I have the following loop in asm:
.LBB5_5:
vaddpd ymm0, ymm0, ymmword, ptr, [rdi, +, 8*rcx]
vaddpd ymm1, ymm1, ymmword, ptr, [rdi, +, 8*rcx, +, 32]
vaddpd ymm2, ymm2, ymmword, ptr, [rdi, +, 8*rcx, +, 64]
vaddpd ymm3, ymm3, ymmword, ptr, [rdi, +, 8*rcx, +, 96]
add rcx, 16
cmp rax, rcx
jne .LBB5_5
This is part of a bigger function which calculates the sum of of an [f64]
array in Rust.
I benchmarked this code with the criterion crate and get that 1 000 000 000
doubles take 200 000 000
cycles on my Rocket Lake CPU (i7 11700K)
In various sources I find that the latency of a floating point addition is 4 cycles on this CPU.

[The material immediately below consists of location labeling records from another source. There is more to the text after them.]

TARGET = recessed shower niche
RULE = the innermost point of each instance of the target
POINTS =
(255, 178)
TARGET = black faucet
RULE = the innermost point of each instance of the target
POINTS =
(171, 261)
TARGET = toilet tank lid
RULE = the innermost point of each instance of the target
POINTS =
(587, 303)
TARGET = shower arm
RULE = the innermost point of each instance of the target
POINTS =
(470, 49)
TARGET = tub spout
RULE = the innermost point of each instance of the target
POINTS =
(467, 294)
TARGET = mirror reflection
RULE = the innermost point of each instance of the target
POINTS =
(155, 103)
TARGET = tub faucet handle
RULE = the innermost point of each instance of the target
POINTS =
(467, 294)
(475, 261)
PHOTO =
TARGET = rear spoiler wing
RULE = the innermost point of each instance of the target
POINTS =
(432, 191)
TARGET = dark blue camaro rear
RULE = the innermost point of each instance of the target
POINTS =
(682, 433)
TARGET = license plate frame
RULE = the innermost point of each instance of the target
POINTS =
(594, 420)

This would mean that each of the vaddpd
can only run every 4th cycle, because they carry a dependency of the previous sum. This would mean I can only do 4 double addition per cycle at max.
My measurement shows it does 5 additions per cycle. (It uses the RDTSC
instruction to measure it, I am not sure if this can be problematic)
I mostly want to understand what is going on and test how well I understand the CPU pipeline.
I think you’re observing 5 additions per cycle because you’re using RDTSC
to measure.
For the last decade or so, RDTSC instruction does not count CPU cycles. Instead, it measures wallclock time using base frequency of the CPU.
Your CPU has base frequency 3.6 GHz, and max turbo frequency is 5.00 GHz. If you run a short test your CPU gonna run at turbo frequency, however the counter measured with RDTSC still runs at base frequency.